Stefan Götz, ein ehemaliger Wirecard-Mitarbeiter, teilt seine Erfahrungen aus der Kultur und Arbeitsatmosphäre des Unternehmens. Er beschreibt, wie die interne Kritik und persönliche Ängste während der Unternehmenskrise im Sommer 2020 wahrgenommen wurden. Simone Menne, Aufsichtsrätin bei renommierten Unternehmen, beleuchtet die Verantwortung und das Versagen des Aufsichtsrats im Kontext des Wirecard-Skandals. Maike Schreiber, Wirtschaftsjournalistin, diskutiert die Recherchen und die strukturellen Mängel, die zur Ignoranz gegenüber kritischen Fragen führten.
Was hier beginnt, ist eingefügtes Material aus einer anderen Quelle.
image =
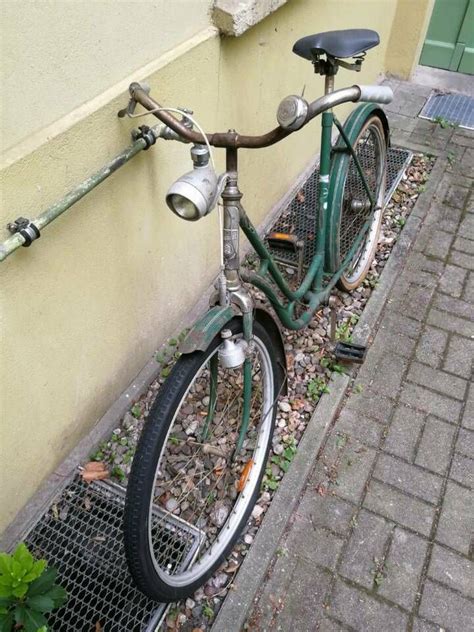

Mitarbeiter wie Stefan Götz erlebten eine optimistische Unternehmenskultur bei Wirecard, wodurch interne Zweifel und Warnzeichen oft ignoriert wurden.
Der Aufsichtsrat war über lange Zeit zu klein besetzt und versäumte es, kritische Rückfragen zu stellen, was zur mangelnden Unternehmensführung beitrug.
Deep dives
Die Überwachung von Journalisten
Die Besorgnis um die Artikel von Dan McCrum führte dazu, dass Wirecard vermeintlich Maßnahmen ergriff, um ihn zu schikanieren. Jan Marsalek, der frühere Vorstand von Wirecard, soll McCrum weniger als Journalist wahrgenommen haben, sondern als Bedrohung für das Unternehmen. Diese Überwachung vom Unternehmen wurde nicht nur digital, sondern auch physisch durchgeführt, was zeigt, wie ernst die Unternehmensführung die Recherchen nahm. Das verdeutlicht die angespannte und besorgte Atmosphäre innerhalb von Wirecard angesichts grundlegender Zweifel an der Unternehmensberichterstattung.
Die Wahrnehmung der Mitarbeiter
Mitarbeiter bei Wirecard, wie Stefan Götz, erlebten eine aufregende, jedoch ungewisse Zeit im Unternehmen und waren geblendet von der nach außen hin positiven Darstellungen. Trotz der kritischen Medienberichterstattung waren viele Mitarbeiter überzeugt, dass Wirecard ein innovativer Arbeitgeber sei, der die Zukunft des Bezahlens gestaltete. Die internen Zweifel wurden häufig nicht diskutiert, da das Unternehmen eine Kultur des Optimismus und des Fortschritts propagierte. Dies führte dazu, dass viele Mitarbeiter die offensichtlichen Warnzeichen ignorierten und letztendlich von der Realität des Unternehmens überrascht wurden.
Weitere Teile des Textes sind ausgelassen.